Bioavailability by Route
| Route | Bioavailability | Onset | Practical Notes | Examples |
|---|---|---|---|---|
| Intravenous (IV) | 100% | Immediate | Rapid distribution; requires sterile technique; not practical for self-administration | Research settings |
| Subcutaneous (subcut) | 85–95% | 15–60 min | Forms depot; slow sustained release; practical for self-injection | BPC-157, ipamorelin, CJC-1295 |
| Intramuscular (IM) | 85–95% | 10–30 min | Faster than subcut; depot still forms; slightly more discomfort | TB-500, some protocols |
| Intranasal | 10–30% | 5–15 min | Bypasses first-pass; useful for CNS-targeted peptides (PT-141, selank) | PT-141, selank, semax |
| Oral (unformulated) | <1% | Variable | Essentially not bioavailable; not recommended for most research peptides | N/A |
| Oral (SNAC formulation) | 0.4–1% | 30–60 min | Sufficient when peptide is extremely potent; complex pharmaceutical process | Semaglutide (Rybelsus) |
| Topical/transdermal | <5% | 1–4 h | Only small, lipophilic peptides penetrate; GHK-Cu used cosmetically | GHK-Cu (cosmetic) |
The SNAC Exception and What It Means
Semaglutide’s oral formulation (Rybelsus) is a pharmaceutical engineering achievement. SNAC (sodium N-[8-(2-hydroxybenzoyl)amino]caprylate) works by: (1) locally raising gastric pH around the tablet, preventing acid degradation; and (2) acting as a permeation enhancer that transiently loosens the gastric mucosa. The result is 0.4–1% bioavailability — low in absolute terms, but sufficient because semaglutide binds the GLP-1 receptor with high affinity and has a 7-day half-life [PMID 31969683].
This formulation approach cannot be easily replicated in a home setting or by compounding pharmacies with standard equipment.
First-Pass Metabolism
Even peptides that survive GI degradation face hepatic first-pass extraction. Portal blood flows directly to the liver, where hepatic peptidases and proteases can further reduce active drug concentration before it reaches systemic circulation. Subcutaneous and intramuscular routes bypass the portal circulation entirely, explaining their superior bioavailability.
BPC-157 and the Oral Rodent Data
BPC-157 is frequently marketed as “orally active” based on rodent studies showing efficacy at 10 mcg/kg oral doses.
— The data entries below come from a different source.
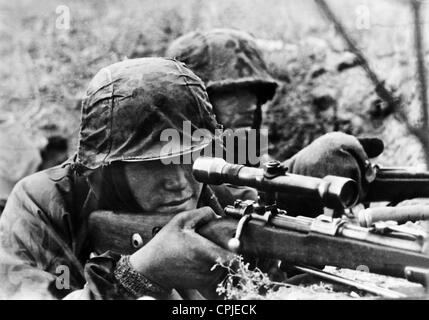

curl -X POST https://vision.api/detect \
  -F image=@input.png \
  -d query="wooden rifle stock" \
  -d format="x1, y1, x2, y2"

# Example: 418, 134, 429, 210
364, 165, 429, 203
89, 211, 429, 277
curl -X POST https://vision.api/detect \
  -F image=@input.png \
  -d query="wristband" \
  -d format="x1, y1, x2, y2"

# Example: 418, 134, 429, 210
113, 255, 167, 298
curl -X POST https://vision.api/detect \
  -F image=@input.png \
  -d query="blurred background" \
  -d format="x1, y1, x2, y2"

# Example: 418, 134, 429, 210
0, 0, 429, 174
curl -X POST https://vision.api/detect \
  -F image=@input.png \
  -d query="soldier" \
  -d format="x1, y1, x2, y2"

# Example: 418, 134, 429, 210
166, 29, 277, 129
0, 58, 378, 299
166, 29, 383, 210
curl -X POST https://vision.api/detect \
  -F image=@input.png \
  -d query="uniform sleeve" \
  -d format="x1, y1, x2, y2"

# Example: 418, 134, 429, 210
0, 172, 84, 299
0, 172, 164, 300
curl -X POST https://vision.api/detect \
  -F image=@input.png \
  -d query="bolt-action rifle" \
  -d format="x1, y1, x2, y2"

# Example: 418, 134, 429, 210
89, 157, 429, 296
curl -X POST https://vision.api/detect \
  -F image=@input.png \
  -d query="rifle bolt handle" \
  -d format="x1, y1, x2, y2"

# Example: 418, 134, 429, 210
131, 233, 144, 249
228, 238, 241, 253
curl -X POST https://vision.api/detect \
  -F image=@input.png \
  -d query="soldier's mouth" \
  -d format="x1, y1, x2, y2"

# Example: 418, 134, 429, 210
162, 196, 192, 207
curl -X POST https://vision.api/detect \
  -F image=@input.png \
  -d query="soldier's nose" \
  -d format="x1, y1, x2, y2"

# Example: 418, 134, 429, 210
164, 167, 188, 191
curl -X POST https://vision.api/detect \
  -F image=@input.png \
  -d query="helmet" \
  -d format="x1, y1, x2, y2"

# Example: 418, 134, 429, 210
75, 58, 218, 169
167, 29, 277, 104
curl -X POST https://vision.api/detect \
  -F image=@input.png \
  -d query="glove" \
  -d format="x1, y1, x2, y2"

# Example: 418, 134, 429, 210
279, 132, 384, 215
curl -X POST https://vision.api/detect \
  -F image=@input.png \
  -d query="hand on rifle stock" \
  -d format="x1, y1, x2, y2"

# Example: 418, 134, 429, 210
278, 132, 384, 215
130, 207, 233, 289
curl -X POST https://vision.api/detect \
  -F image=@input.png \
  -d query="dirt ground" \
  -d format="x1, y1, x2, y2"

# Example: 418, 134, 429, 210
0, 0, 429, 297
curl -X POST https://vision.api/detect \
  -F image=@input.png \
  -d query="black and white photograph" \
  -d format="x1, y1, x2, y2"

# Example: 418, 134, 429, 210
0, 0, 429, 310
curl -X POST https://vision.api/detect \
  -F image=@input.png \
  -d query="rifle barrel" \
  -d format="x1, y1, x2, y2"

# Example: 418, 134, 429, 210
193, 157, 359, 209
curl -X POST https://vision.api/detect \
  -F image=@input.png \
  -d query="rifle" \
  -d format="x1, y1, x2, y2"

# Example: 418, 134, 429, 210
89, 157, 429, 296
364, 165, 429, 204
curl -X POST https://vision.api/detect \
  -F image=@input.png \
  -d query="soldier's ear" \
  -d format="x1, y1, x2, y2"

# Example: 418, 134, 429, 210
358, 138, 384, 158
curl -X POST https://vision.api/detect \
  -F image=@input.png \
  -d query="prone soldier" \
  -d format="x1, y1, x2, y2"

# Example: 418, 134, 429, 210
0, 58, 382, 299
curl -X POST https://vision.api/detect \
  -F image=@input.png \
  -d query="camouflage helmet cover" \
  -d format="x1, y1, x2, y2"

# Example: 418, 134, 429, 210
76, 58, 218, 169
166, 29, 277, 103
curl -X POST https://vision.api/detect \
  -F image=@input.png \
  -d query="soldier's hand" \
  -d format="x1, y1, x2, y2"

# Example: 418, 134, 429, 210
278, 132, 384, 216
284, 132, 383, 195
130, 207, 233, 289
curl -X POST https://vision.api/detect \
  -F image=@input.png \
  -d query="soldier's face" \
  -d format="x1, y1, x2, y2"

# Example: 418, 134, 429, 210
210, 89, 258, 129
125, 161, 202, 214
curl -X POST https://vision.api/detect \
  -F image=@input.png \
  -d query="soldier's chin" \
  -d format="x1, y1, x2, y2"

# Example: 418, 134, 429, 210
157, 198, 197, 214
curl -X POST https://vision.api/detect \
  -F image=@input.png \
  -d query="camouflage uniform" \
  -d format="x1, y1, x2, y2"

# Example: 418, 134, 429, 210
0, 58, 232, 299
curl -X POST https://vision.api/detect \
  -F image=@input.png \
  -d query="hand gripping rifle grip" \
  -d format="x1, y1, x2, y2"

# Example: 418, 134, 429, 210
193, 157, 359, 209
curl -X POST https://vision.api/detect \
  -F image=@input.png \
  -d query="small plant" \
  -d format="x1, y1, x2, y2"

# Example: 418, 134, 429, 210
212, 255, 290, 300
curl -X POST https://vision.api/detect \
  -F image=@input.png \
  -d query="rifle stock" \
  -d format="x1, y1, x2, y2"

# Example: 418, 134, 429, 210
89, 211, 429, 278
364, 165, 429, 203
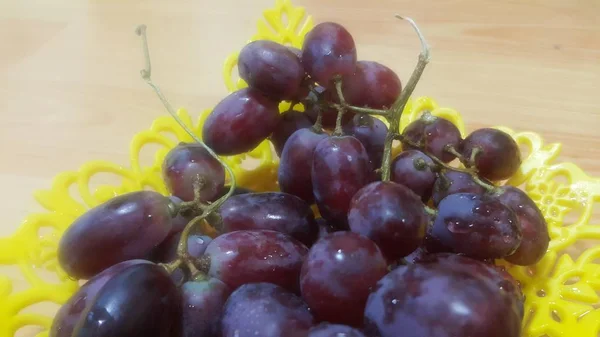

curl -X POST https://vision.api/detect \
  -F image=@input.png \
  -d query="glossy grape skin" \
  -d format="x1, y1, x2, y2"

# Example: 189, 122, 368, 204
277, 128, 328, 203
219, 192, 318, 245
202, 88, 280, 155
181, 278, 231, 337
494, 186, 550, 266
311, 136, 374, 227
348, 181, 429, 261
402, 112, 461, 163
342, 61, 402, 109
270, 110, 313, 156
391, 150, 437, 202
200, 230, 308, 291
302, 22, 356, 85
431, 193, 521, 259
343, 115, 388, 169
365, 256, 523, 337
58, 191, 172, 279
460, 128, 521, 180
300, 232, 387, 326
71, 264, 181, 337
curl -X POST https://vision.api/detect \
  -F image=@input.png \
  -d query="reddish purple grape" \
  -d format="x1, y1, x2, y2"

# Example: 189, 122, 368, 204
219, 192, 318, 245
348, 181, 428, 261
495, 186, 550, 266
200, 230, 308, 291
277, 128, 328, 203
202, 88, 279, 155
402, 112, 461, 163
58, 191, 172, 279
391, 150, 437, 202
219, 283, 313, 337
431, 193, 521, 259
460, 128, 521, 180
162, 143, 225, 202
238, 40, 304, 101
342, 61, 402, 109
300, 232, 387, 326
302, 22, 356, 85
344, 115, 388, 168
312, 136, 373, 227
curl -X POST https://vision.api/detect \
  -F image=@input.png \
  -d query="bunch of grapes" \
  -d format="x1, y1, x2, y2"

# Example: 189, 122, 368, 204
50, 19, 549, 337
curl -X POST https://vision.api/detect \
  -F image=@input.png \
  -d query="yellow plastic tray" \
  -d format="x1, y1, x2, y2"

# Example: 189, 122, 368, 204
0, 0, 600, 337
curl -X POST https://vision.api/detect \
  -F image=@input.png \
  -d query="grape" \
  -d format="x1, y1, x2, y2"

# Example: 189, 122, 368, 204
200, 230, 308, 291
348, 181, 429, 261
402, 112, 461, 163
431, 193, 521, 259
365, 256, 523, 337
342, 61, 402, 109
238, 40, 304, 101
58, 191, 172, 279
460, 128, 521, 180
391, 150, 436, 202
71, 264, 181, 337
202, 88, 279, 155
495, 186, 550, 266
220, 283, 313, 337
311, 136, 373, 227
300, 232, 387, 326
302, 22, 356, 85
343, 115, 388, 168
181, 278, 231, 337
271, 110, 312, 156
277, 128, 327, 203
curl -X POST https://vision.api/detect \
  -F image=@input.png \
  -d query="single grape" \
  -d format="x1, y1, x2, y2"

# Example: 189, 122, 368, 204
342, 61, 402, 109
431, 193, 521, 259
302, 22, 356, 85
202, 88, 279, 155
300, 232, 387, 326
58, 191, 172, 279
311, 136, 373, 227
277, 128, 327, 203
199, 230, 308, 291
71, 263, 181, 337
348, 181, 429, 261
402, 112, 461, 163
238, 40, 304, 101
460, 128, 521, 180
494, 186, 550, 266
391, 150, 437, 202
343, 115, 388, 168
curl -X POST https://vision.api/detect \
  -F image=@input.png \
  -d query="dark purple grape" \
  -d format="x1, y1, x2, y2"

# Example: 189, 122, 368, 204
181, 278, 231, 337
71, 264, 181, 337
162, 143, 225, 202
342, 61, 402, 109
460, 128, 521, 180
495, 186, 550, 266
58, 191, 172, 279
348, 181, 429, 261
277, 128, 328, 203
200, 230, 308, 291
270, 110, 313, 156
402, 112, 461, 163
431, 193, 521, 259
343, 115, 388, 169
311, 136, 373, 227
202, 88, 279, 155
302, 22, 356, 85
220, 283, 313, 337
300, 232, 387, 326
365, 256, 523, 337
238, 40, 304, 101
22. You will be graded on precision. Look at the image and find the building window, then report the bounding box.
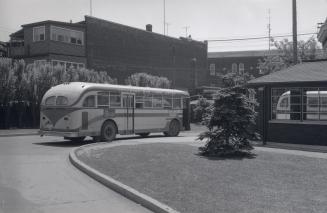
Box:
[33,26,45,42]
[52,60,84,70]
[232,63,237,73]
[209,64,216,76]
[34,59,47,66]
[238,63,244,75]
[50,26,84,45]
[271,88,327,121]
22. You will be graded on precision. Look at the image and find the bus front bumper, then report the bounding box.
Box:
[39,130,80,138]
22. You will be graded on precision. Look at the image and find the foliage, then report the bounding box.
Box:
[125,73,171,88]
[198,86,258,156]
[194,97,210,122]
[0,58,116,126]
[259,37,326,74]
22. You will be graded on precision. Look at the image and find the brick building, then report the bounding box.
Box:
[9,16,207,89]
[207,50,278,87]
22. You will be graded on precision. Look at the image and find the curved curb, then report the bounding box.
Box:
[69,145,179,213]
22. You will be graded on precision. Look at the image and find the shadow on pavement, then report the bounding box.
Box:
[33,140,94,147]
[33,134,184,147]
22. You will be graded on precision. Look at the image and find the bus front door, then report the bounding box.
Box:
[122,93,135,134]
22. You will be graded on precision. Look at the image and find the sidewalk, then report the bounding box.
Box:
[0,129,39,137]
[254,142,327,153]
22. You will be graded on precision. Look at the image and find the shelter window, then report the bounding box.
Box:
[209,64,216,76]
[33,26,45,42]
[83,95,95,107]
[144,94,152,108]
[271,87,327,121]
[232,63,237,73]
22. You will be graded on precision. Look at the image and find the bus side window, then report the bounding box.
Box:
[152,95,162,108]
[144,94,152,108]
[173,96,182,109]
[162,95,173,109]
[83,95,95,107]
[110,92,121,107]
[135,93,144,109]
[98,92,109,107]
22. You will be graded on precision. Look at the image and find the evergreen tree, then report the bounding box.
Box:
[199,86,258,156]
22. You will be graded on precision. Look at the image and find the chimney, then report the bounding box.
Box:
[145,24,152,32]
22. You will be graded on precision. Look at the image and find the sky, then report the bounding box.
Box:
[0,0,327,52]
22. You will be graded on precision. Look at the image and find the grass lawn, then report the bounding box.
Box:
[78,144,327,213]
These effects are reproducible in rats but the mechanism is not fully established — BPC-157 may act locally in the gut (NO pathway, EGF receptor), which would not require systemic absorption. No human pharmacokinetic data on oral BPC-157 absorption exists in peer-reviewed literature as of 2026.
Related Pages
Sources
- Vlieghe P et al. Synthetic therapeutic peptides: science and market. Drug Discov Today. 2010;15(1-2):40-56. PMID 19879964
- Drucker DJ. Advances in oral peptide therapeutics. Nat Rev Drug Discov. 2020;19(4):277-289. PMID 31969683
Frequently Asked Questions
Why can't I just take peptides in a pill?
The GI tract is designed to break down proteins and peptides into individual amino acids for absorption. Peptidases (trypsin, chymotrypsin, pepsin, brush-border enzymes) cleave most peptides within minutes of ingestion. Even if a peptide survives the stomach, the intestinal wall has poor permeability for molecules above 500 Da. Oral bioavailability for most research peptides is under 1%.
Is there any peptide that works orally?
A few exceptions exist. Semaglutide (Ozempic/Rybelsus) achieves 0.4–1% oral bioavailability using SNAC (sodium N-(8-[2-hydroxybenzoyl]amino)caprylate), an absorption enhancer that transiently alters gastric pH and membrane permeability. BPC-157 shows oral activity in rodent models but human oral bioavailability data are absent. MK-677 is often grouped with peptides but is actually a small-molecule GH secretagogue with ~60–80% oral BA.